Advertisement

Old Area to Get New Apartments

Share

Construction will begin Tuesday on Museum Terrace, a $22-million, 212-unit apartment complex at 600 S. Curson Ave. that the developer, Goldrich & Kest Industries, says is the first major new apartment complex in the Wilshire Boulevard Miracle Mile in several decades.

Several other “firsts” result from the project’s unusual financing by tax-free, variable-rate, demand revenue bonds.

Museum Terrace is “in an urban setting adjacent to a residential community,” Jona Goldrich, president of the developing firm, said. It is across 6th Street from Park La Brea, completed in the 1940s and the only other major apartment complex in the area, and across Curson Avenue from the Page Museum in Hancock Park, which also contains the County Museum of Art.

Advertisement

The 344,771-square-foot Museum Terrace consists of a four-story apartment building with nine interior courtyards, set on top of a two-level, 410-space parking garage. The two-story lobby, designed in granite, marble and stainless steel, fronts the Page Museum.

The building was designed by its architect, McLarand, Vasquez & Partners Inc., to reflect the nature of the surrounding area, with a color scheme incorporating three salmon-toned pastels on a stucco exterior accented by teal-blue exterior handrails.

Apartments will be offered in five floor plans, ranging from one-bedroom, one-bath units of 695 square feet to two-bedroom, two-bath dwellings of 1,130 square feet. There will be 116 two-bedroom apartments. Rents will range from $700 to $1,200 a month, and 20% of the apartments will be reserved for low- and moderate-income families. Prestige Homes, a Goldrich & Kest subsidiary. is interior designer and general contractor.

Museum Terrace’s financing resulted from a collaboration between Goldrich & Kest, the city of Los Angeles, which issued the bonds, and Security Pacific National Bank, the bond guarantor.

Those involved said the financing included a number of “firsts”: the first time a developer has initiated a bond-financing package for a non-subsidized housing development, the first housing ever financed for a single non-subsidized project, and the first variable-rate housing bond issue ever closed by the city.

The variable-rate demand bonds are unusual in being payable on seven-days demand, in carrying 3% to 4% lower interest rates for the purchaser and in requiring the developer to have substantial financial resources to handle an upward fluctuation in the interest rate.

Advertisement

“Los Angeles is trying to prioritize and encourage developers to do new construction in central city areas,” according to Craig Avery, director of the housing division of the city’s Commercial Development Department.

“Museum Terrace meets an important need to address the high demand for rental housing and provide a mix of housing opportunities.”

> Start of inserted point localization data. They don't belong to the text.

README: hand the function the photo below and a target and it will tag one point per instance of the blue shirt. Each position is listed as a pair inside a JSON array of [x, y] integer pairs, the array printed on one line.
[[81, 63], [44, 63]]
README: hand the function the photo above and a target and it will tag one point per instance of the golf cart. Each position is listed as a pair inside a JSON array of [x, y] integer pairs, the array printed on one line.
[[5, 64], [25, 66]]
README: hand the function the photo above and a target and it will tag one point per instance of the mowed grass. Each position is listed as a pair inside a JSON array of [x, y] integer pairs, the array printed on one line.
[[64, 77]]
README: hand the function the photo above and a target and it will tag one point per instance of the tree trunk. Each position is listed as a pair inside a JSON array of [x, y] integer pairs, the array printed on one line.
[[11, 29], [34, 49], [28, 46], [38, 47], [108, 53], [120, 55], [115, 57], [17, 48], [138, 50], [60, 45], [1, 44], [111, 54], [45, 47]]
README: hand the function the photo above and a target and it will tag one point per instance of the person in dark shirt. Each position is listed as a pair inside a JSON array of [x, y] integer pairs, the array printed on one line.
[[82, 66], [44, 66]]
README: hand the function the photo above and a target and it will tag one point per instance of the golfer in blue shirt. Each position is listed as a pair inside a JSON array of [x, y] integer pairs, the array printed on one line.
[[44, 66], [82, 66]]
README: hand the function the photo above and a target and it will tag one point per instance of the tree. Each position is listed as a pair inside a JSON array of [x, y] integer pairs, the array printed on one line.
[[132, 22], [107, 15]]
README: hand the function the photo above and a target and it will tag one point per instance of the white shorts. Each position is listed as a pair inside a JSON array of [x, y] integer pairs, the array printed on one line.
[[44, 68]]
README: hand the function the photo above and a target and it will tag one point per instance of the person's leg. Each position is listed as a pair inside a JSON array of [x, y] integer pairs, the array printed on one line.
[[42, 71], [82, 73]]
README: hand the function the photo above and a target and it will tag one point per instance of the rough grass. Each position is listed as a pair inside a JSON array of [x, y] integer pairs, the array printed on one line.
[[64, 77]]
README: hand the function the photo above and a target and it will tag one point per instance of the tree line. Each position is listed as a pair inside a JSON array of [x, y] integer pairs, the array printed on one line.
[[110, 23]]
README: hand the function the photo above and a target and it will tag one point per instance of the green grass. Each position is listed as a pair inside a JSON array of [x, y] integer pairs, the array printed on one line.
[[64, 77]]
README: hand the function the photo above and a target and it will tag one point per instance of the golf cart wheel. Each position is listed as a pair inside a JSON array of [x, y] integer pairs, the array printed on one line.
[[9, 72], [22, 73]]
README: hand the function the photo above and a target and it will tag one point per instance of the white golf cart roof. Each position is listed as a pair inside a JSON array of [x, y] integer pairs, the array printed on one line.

One of the interior courtyards will contain a swimming pool and spa, and a separate exercise room is also to be provided. Each apartment will have a balcony overlooking either the street or a courtyard, a dry bar off the living room and nine-foot ceilings.

Landscaping around the building and in the courtyards will feature tropical plants, including palms and multicolored flowers. Tiers of plants will encircle the buildings with a “veil of foliage” at each corner. The landscape architect is Ed Gripp of Oxnard.

“In keeping with Goldrich & Kest’s approach to urban development,” Goldrich commented, “we found in Museum Terrace the opportunity to introduce contemporary apartment life styles to a revitalized commercial area and help lead the way in the resurgence of residential building in the Miracle Mile area.”

(Goldrich & Kest opened the Wilshire Galleria condominiums in 1981 in the Miracle Mile area.

Advertisement

Museum Terrace will be managed by G&K; Management Co., a subsidiary of Goldrich & Kest.